Only a builder of secure financial standing could handle such a construction contract. Frequently his pay roll and current bills for supplies amounted to half a million dollars in a week. Let the Government delay a few days in its payments to him and he might find himself obliged to raise a million dollars in cash on the instant to meet his immediate obligations.

To avoid such embarrassments the Construction Division adopted the policy of paying its bills the day and sometimes the hour they were incurred. At each cantonment job it stationed a disbursing officer with a checkbook. This officer reported by telegraph each night, and the next morning there was deposited to his credit in the Treasury a sum of money sufficient for his immediate needs. On numerous occasions this officer paid for materials the instant they were unloaded from the cars and checked. The Government maintained an auditing organization at each job. This organization checked and inspected all material as it was received, comparing the delivery in each case with the original order, and counted the workmen at least twice a day.

An intense rivalry sprang up in the construction of the 16 cantonments. Sixteen teams, with an average of 10,000 men on each team, began racing for the goal, which was to be 80 per cent completion by September 5, the date when the first contingents of selective soldiers were to be received by the cantonments. It was more exciting than any campaign in any professional baseball league, because the time was shorter and the stake vastly greater. The Cantonment Division kept alive this spirit of rivalry by posting each day in each cantonment the figures showing the rates of construction at all of them. The team, from the superintendents down to the humblest unskilled laborers, discussed these ratings as fans talk about the baseball averages.

The race was a close one, being won by Camp Taylor at Louisville, which was 79.4 per cent complete on the day the contest ended, lacking only six-tenths of 1 per cent of coming up to the maximum 80 per cent of completion regarded as possible in the time available. But other construction gangs were pressing that at Camp Taylor closely: Camp Travis, with 78.6 per cent of completion at the end of the contest; Camp Lee, 78.5 complete; Camp Devens, 74; Camp Lewis, 72; and Camp Sherman, 70. The Camp Lewis percentage was taken on August 31.

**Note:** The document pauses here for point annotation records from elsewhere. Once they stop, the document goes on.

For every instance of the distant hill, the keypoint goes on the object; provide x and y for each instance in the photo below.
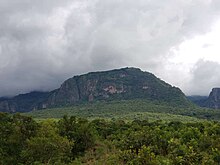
(212, 101)
(118, 84)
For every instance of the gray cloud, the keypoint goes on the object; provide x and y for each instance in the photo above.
(204, 76)
(46, 41)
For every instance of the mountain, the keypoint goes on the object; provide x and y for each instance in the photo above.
(198, 100)
(212, 101)
(118, 84)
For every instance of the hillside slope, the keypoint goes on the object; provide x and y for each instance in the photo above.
(118, 84)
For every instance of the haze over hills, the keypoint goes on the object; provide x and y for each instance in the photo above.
(118, 84)
(212, 101)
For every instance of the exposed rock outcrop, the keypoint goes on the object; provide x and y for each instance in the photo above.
(125, 83)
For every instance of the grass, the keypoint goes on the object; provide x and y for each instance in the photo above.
(129, 110)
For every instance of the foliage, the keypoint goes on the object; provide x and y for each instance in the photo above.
(73, 140)
(130, 110)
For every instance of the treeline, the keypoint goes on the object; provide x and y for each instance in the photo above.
(74, 140)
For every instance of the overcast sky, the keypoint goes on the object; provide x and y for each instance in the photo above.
(44, 42)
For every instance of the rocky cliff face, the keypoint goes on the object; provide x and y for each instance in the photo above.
(125, 83)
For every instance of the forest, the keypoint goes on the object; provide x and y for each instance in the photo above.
(73, 140)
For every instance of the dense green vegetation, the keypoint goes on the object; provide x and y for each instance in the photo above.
(73, 140)
(130, 110)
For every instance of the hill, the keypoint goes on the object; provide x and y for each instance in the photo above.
(118, 84)
(212, 101)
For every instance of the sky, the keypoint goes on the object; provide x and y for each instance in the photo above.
(44, 42)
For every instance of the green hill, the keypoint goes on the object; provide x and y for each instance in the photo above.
(113, 85)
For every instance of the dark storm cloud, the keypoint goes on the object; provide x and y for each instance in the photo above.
(46, 41)
(205, 76)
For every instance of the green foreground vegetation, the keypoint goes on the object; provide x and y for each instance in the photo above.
(76, 141)
(130, 110)
(133, 132)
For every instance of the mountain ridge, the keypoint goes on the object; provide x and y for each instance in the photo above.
(118, 84)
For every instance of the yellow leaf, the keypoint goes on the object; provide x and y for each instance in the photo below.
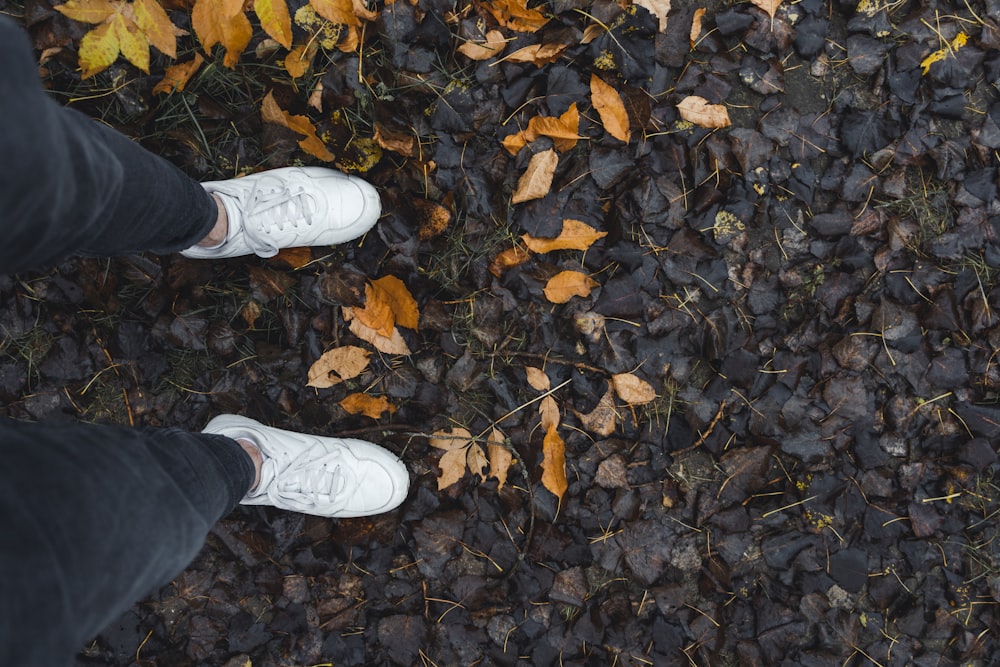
(537, 178)
(157, 26)
(575, 235)
(632, 389)
(610, 107)
(337, 365)
(132, 42)
(98, 49)
(369, 406)
(177, 76)
(554, 464)
(88, 11)
(697, 110)
(493, 45)
(336, 11)
(275, 20)
(566, 284)
(312, 144)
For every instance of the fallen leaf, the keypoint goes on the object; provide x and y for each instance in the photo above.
(537, 178)
(697, 110)
(658, 8)
(554, 464)
(369, 406)
(610, 108)
(337, 365)
(272, 113)
(537, 378)
(575, 235)
(632, 389)
(177, 76)
(567, 284)
(493, 45)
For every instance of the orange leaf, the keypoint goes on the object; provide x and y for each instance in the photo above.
(275, 20)
(337, 365)
(537, 178)
(369, 406)
(554, 464)
(610, 107)
(177, 76)
(312, 144)
(697, 110)
(566, 284)
(575, 235)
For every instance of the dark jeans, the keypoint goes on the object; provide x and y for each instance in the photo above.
(92, 517)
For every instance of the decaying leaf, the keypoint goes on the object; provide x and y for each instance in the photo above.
(272, 113)
(567, 284)
(575, 235)
(699, 111)
(369, 406)
(337, 365)
(537, 178)
(632, 389)
(611, 108)
(554, 463)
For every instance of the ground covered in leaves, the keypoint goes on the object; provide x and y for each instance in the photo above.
(810, 293)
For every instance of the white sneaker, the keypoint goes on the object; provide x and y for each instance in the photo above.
(291, 207)
(332, 477)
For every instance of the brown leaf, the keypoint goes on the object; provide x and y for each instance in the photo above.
(337, 365)
(554, 464)
(610, 107)
(697, 110)
(272, 113)
(632, 389)
(537, 178)
(566, 284)
(369, 406)
(575, 235)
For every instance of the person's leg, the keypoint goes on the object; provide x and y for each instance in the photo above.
(70, 185)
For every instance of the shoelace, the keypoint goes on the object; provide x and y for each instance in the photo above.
(271, 203)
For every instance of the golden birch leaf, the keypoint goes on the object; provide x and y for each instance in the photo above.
(336, 11)
(157, 26)
(537, 178)
(275, 20)
(537, 378)
(369, 406)
(177, 76)
(632, 389)
(98, 49)
(477, 462)
(699, 111)
(658, 8)
(610, 108)
(554, 464)
(575, 235)
(87, 11)
(493, 45)
(566, 284)
(337, 365)
(769, 6)
(272, 113)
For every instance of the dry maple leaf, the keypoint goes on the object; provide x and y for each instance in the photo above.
(575, 235)
(554, 463)
(699, 111)
(537, 178)
(369, 406)
(337, 365)
(610, 107)
(567, 284)
(123, 28)
(272, 113)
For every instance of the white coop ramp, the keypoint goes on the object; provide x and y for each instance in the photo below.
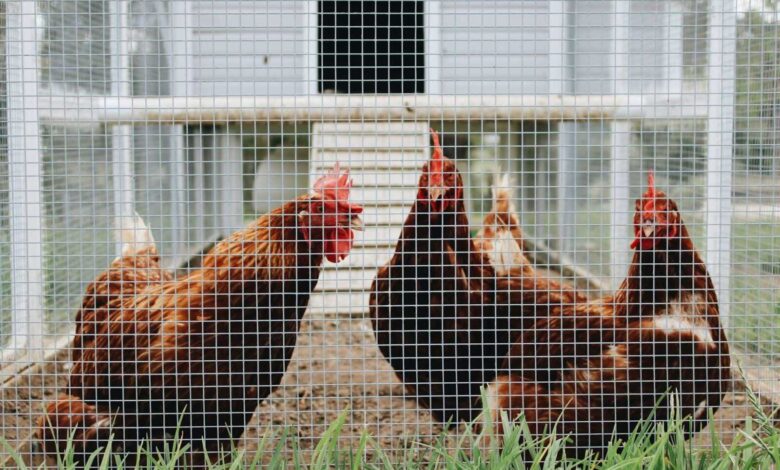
(384, 160)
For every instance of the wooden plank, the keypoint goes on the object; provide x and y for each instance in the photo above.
(364, 161)
(361, 108)
(345, 280)
(339, 303)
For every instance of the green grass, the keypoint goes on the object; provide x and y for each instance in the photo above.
(653, 446)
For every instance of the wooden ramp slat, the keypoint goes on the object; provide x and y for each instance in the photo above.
(384, 160)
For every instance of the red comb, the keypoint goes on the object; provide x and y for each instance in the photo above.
(334, 184)
(650, 193)
(650, 183)
(437, 159)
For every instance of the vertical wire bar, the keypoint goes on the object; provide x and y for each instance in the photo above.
(25, 180)
(720, 127)
(121, 135)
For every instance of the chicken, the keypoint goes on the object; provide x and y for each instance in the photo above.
(602, 366)
(501, 237)
(204, 349)
(136, 268)
(434, 304)
(421, 300)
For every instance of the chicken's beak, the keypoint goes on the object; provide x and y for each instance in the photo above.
(435, 192)
(648, 228)
(356, 223)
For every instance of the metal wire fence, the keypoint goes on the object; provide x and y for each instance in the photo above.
(198, 117)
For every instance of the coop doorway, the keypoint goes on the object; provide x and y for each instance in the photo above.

All construction work, including numerous additions not contemplated in the original plans, was virtually complete by November 30. These additional structures included cantonment base hospitals, on which the Government spent $10,000,000 for the National Army and $7,500,000 at the National Guard camps. With one or two exceptions these hospitals each had facilities for 1,000 patients at once, being the largest in the United States, at that time.

At several of the cantonments the water problem was simplified by the near presence of water mains of the systems of adjacent cities. At the other camps, however, it was necessary to construct independent water systems sufficient to furnish 55 gallons of water daily to each of 45,000 men. This is nearly twice as much water as was then being furnished to the average European army camp, and it meant in each case a system of centrifugal pumps and gravity tanks with a capacity of 2,250,000 gallons daily.

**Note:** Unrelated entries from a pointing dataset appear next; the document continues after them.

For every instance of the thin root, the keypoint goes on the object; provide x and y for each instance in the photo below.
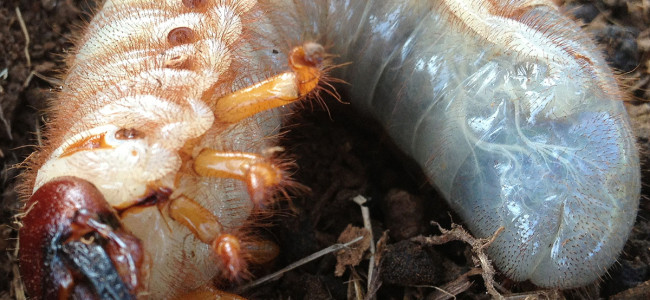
(457, 233)
(305, 260)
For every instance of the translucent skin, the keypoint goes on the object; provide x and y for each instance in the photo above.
(513, 114)
(519, 125)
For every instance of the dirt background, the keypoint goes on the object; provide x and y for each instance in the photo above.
(339, 157)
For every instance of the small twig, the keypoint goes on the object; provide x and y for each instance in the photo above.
(3, 75)
(6, 123)
(24, 28)
(299, 263)
(478, 247)
(365, 213)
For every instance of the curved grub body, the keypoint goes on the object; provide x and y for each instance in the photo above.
(509, 109)
(513, 114)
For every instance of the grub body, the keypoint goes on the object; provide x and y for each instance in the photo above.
(509, 109)
(513, 114)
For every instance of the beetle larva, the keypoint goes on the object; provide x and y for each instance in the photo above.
(517, 123)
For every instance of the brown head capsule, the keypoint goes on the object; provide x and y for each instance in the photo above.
(72, 245)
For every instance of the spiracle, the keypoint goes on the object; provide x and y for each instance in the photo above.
(517, 123)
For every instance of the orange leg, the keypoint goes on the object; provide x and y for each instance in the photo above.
(227, 247)
(260, 175)
(208, 292)
(306, 71)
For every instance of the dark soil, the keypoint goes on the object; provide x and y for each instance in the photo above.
(338, 158)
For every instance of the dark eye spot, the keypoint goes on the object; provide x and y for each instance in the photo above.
(180, 36)
(128, 134)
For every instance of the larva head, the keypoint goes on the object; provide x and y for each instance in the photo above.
(72, 245)
(129, 148)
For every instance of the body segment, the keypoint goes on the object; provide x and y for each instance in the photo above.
(507, 106)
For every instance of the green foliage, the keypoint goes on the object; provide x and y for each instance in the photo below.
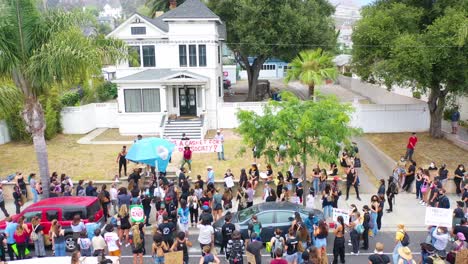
(309, 129)
(421, 43)
(16, 124)
(106, 91)
(312, 67)
(70, 98)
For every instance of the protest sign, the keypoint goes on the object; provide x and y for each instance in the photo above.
(438, 217)
(344, 213)
(229, 182)
(198, 145)
(136, 213)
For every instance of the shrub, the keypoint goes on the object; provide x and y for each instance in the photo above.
(70, 98)
(106, 91)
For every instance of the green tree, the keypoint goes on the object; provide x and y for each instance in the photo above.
(262, 29)
(312, 67)
(40, 50)
(310, 130)
(421, 44)
(161, 5)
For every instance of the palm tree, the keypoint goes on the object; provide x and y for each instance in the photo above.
(161, 5)
(41, 50)
(311, 67)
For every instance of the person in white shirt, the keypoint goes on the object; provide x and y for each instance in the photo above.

The local water supply was secured either from running streams or from dug wells. If the purity of the water was in doubt it was sterilized by the chlorine process and sometimes filtered in addition. The purity of the water and the care exercised in screening kitchens, mess halls, and later the dormitories themselves, from flies is seen in the hospital record for the first year of the war. Of all the soldiers who sought hospital treatment for sickness during that first year, only one patient in 5,000 was suffering from a water-borne disease.

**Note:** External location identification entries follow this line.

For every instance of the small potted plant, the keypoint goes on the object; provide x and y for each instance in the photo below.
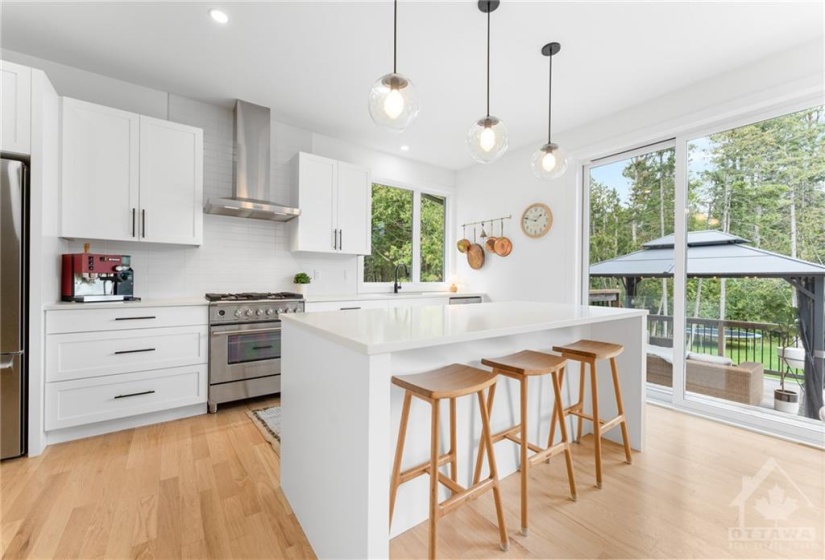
(787, 400)
(301, 283)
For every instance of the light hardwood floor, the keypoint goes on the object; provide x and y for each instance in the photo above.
(207, 487)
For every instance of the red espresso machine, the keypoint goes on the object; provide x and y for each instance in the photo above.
(90, 277)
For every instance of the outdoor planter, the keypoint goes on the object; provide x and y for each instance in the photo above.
(785, 400)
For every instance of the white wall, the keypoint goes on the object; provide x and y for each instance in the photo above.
(549, 269)
(237, 254)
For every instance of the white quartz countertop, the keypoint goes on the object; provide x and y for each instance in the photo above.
(162, 302)
(388, 295)
(376, 331)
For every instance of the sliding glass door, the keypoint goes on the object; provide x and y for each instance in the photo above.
(720, 235)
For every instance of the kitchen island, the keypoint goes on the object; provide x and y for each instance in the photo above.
(340, 413)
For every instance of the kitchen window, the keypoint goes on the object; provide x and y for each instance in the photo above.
(408, 227)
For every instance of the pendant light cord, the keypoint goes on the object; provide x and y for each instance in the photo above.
(550, 101)
(488, 59)
(394, 35)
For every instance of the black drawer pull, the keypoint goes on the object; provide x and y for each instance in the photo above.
(134, 394)
(134, 351)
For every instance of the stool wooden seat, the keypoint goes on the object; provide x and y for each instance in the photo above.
(588, 352)
(449, 382)
(521, 366)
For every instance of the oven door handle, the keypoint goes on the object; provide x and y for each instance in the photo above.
(250, 331)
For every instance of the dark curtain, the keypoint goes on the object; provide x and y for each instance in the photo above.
(808, 309)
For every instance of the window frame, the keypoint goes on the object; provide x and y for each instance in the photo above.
(718, 119)
(415, 284)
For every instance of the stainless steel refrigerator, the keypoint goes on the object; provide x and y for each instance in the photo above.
(13, 304)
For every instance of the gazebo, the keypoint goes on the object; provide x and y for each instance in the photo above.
(715, 254)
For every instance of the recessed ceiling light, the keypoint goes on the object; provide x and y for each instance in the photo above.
(218, 16)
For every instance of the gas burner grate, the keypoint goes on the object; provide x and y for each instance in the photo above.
(253, 296)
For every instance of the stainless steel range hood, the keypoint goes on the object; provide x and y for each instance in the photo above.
(250, 195)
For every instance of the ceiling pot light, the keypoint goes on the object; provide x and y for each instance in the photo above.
(393, 103)
(549, 161)
(487, 137)
(218, 16)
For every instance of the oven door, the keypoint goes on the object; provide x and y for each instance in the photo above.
(238, 352)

In each cantonment there were about 1,500 wooden buildings, presenting a constant fire menace. As a protection from such disasters each cantonment organized its own fire department with modern motor equipment stationed in three or more fire houses. The men of the fire companies were usually those who had had previous training as members of city fire departments. There was not a single serious fire at the cantonments during the war period.

Besides keeping soldiers well and clean, the camp facilities provided them with opportunity for moral and healthy amusement. Various organizations combined to supply the camps with amusement facilities. There were the library buildings, the Red Cross buildings and halls, the Y. M. C. A. buildings, the Knights of Columbus buildings, the Salvation Army buildings, Y. W. C. A. buildings, and the Jewish Welfare Board buildings.

Although the American soldier bought liberally of Liberty bonds, took out War Risk insurance, and sent to his family the greater portion of his monthly pay, still he had a small amount of money to spend for little luxuries or necessities. These included small supplies such as candy and fruits, and they were on sale at the usual post exchange or company store. This was a small building, usually with a broad covered porch or shelter around three sides, so that the men in bad weather could be dry as they waited in line for their turn at the windows. The Y. M. C. A., K. of C., Red Cross, Y. W. C. A., Jewish Welfare Board, and Salvation Army buildings offered reading and writing rooms and general gathering places; yet these were insufficient for a total camp population averaging 40,000. Hence the Commission on Training Camp Activities built through the agency of the Construction Division a Liberty Theater at each camp.